Re: Another issue with invalid XML values

From: Tom Lane <tgl(at)sss(dot)pgh(dot)pa(dot)us>
To: Florian Pflug <fgp(at)phlo(dot)org>
Cc: Noah Misch <noah(at)leadboat(dot)com>, PG Hackers <pgsql-hackers(at)postgresql(dot)org>
Subject: Re: Another issue with invalid XML values
Date: 2011-07-19 23:42:54
Message-ID: 23388.1311118974@sss.pgh.pa.us
Views: Raw Message | Whole Thread | Download mbox | Resend email
Thread:
Lists: pgsql-hackers

Florian Pflug <fgp(at)phlo(dot)org> writes:
> Updated patch attached. Do you think this is "Ready for Committer"?

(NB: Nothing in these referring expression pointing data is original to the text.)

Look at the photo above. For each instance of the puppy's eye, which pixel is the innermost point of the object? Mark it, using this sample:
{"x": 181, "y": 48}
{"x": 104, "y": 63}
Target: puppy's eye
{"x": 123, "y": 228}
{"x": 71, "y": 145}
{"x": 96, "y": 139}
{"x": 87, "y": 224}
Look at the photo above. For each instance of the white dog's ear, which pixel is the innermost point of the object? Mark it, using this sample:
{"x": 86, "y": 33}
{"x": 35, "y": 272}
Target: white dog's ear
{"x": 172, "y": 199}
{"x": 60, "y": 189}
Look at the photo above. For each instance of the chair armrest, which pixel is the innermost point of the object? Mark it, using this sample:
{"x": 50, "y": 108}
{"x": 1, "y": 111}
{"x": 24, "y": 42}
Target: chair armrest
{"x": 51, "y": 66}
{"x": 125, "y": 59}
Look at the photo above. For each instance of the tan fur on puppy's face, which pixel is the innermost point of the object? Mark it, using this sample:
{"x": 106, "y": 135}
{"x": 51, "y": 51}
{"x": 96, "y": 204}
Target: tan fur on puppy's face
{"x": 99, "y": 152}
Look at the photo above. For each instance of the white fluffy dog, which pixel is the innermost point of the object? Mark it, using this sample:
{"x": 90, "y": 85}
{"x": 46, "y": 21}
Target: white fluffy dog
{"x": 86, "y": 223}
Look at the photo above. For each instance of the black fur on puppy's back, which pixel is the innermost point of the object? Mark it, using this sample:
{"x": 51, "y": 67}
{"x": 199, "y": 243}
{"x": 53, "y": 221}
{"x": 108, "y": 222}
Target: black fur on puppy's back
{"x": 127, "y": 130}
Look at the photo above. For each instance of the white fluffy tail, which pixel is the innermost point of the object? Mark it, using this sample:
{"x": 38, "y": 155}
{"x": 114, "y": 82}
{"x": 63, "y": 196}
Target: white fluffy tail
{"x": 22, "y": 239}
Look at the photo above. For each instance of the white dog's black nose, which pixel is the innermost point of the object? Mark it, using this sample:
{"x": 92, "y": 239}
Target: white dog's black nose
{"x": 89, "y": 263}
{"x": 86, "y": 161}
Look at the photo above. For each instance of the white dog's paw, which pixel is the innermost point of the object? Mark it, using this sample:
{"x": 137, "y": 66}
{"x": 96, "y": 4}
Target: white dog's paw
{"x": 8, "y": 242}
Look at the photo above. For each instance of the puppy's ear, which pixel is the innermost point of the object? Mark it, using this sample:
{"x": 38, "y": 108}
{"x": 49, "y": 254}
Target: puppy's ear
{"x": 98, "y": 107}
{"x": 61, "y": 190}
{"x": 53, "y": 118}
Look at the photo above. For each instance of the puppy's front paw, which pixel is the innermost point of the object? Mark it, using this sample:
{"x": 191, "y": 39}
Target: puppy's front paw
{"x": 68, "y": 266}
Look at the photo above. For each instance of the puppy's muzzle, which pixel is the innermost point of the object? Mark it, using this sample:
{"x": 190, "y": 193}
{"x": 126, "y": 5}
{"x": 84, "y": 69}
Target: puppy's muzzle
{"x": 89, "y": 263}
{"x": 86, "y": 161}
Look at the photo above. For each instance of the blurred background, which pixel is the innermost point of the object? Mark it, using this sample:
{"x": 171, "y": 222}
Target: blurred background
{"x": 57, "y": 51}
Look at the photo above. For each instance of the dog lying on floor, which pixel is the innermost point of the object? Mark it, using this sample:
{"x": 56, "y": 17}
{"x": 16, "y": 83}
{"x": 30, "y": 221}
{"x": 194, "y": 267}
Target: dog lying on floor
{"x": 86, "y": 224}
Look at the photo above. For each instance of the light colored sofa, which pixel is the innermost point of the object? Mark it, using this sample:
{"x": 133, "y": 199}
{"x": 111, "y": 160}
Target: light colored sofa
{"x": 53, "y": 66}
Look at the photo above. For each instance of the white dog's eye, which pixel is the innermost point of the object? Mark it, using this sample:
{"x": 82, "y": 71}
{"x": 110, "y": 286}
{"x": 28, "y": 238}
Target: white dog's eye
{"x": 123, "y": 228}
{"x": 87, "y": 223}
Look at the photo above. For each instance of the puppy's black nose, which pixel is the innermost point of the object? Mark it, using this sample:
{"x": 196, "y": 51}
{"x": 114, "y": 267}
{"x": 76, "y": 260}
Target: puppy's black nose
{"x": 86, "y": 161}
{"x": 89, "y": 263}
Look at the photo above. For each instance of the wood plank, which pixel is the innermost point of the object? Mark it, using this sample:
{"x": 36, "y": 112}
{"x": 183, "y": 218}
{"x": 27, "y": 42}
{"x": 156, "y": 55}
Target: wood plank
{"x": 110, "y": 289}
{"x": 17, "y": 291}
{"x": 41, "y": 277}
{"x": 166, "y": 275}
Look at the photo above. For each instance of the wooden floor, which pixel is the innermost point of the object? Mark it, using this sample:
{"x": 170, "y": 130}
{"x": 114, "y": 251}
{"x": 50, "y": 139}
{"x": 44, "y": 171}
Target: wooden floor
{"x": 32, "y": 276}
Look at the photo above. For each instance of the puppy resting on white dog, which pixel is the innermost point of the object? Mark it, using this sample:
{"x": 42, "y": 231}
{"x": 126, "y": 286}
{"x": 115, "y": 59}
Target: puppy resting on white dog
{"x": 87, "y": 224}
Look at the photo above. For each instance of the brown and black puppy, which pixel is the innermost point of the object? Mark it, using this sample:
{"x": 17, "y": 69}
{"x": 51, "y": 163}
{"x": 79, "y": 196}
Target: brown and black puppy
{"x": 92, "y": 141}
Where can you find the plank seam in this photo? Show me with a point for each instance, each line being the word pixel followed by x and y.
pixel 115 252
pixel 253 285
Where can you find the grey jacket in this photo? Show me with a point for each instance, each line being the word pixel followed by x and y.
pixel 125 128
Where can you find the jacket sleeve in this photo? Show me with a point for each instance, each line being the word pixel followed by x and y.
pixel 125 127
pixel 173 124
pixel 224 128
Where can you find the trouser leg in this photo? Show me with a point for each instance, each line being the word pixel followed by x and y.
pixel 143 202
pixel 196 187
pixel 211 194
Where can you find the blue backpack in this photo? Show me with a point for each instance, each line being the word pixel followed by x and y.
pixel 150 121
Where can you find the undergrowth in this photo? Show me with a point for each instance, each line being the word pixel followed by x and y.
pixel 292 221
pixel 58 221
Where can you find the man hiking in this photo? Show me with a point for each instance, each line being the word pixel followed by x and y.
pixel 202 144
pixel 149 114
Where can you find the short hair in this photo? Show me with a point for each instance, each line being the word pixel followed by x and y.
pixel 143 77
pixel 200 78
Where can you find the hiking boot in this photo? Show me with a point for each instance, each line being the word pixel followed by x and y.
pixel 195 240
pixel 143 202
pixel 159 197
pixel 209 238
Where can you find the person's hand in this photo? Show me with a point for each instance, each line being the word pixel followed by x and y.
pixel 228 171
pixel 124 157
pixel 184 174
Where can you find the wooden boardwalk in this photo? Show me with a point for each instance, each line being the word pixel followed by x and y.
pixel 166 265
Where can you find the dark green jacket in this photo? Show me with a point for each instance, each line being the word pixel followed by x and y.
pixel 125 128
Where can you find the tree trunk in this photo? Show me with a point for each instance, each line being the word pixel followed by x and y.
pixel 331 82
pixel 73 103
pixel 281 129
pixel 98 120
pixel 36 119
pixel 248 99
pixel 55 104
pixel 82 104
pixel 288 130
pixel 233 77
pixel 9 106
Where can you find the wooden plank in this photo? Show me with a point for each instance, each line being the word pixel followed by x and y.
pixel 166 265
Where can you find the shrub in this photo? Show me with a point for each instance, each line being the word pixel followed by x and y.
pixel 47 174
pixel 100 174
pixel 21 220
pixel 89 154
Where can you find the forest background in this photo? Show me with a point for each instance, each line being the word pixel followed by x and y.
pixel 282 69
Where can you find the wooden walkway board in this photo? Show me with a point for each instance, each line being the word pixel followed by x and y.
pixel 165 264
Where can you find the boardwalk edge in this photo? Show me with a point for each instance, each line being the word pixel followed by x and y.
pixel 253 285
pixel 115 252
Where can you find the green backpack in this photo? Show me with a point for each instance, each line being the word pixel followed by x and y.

I've been looking through this patch. While it's mostly good, I'm
pretty unhappy with the way that the pg_xml_init/pg_xml_done code is
deliberately designed to be non-reentrant (ie, throw an Assert if
pg_xml_init is called twice without pg_xml_done in between).
There are at least two issues with that:

1. If you forget pg_xml_done in some code path, you'll find out from
an Assert at the next pg_xml_init, which is probably far away from where
the actual problem is.

2. I don't think it's entirely unlikely that uses of libxml could be
nested.

xpath_table in particular calls an awful lot of stuff between
pg_xml_init and pg_xml_done, and is at the very least open to loss of
control via an elog before it's called pg_xml_done.

I think this patch has already paid 90% of the notational price for
supporting fully re-entrant use of libxml. What I'm imagining is
that we move all five of the static variables (xml_strictness,
xml_err_occurred, xml_err_buf, xml_structuredErrorFunc_saved,
xml_structuredErrorContext_saved) into a struct that's palloc'd
by pg_xml_init and eventually passed to pg_xml_done. It could be
passed to xml_errorHandler via the currently-unused context argument.
A nice side benefit is that we could get rid of PG_XML_STRICTNESS_NONE.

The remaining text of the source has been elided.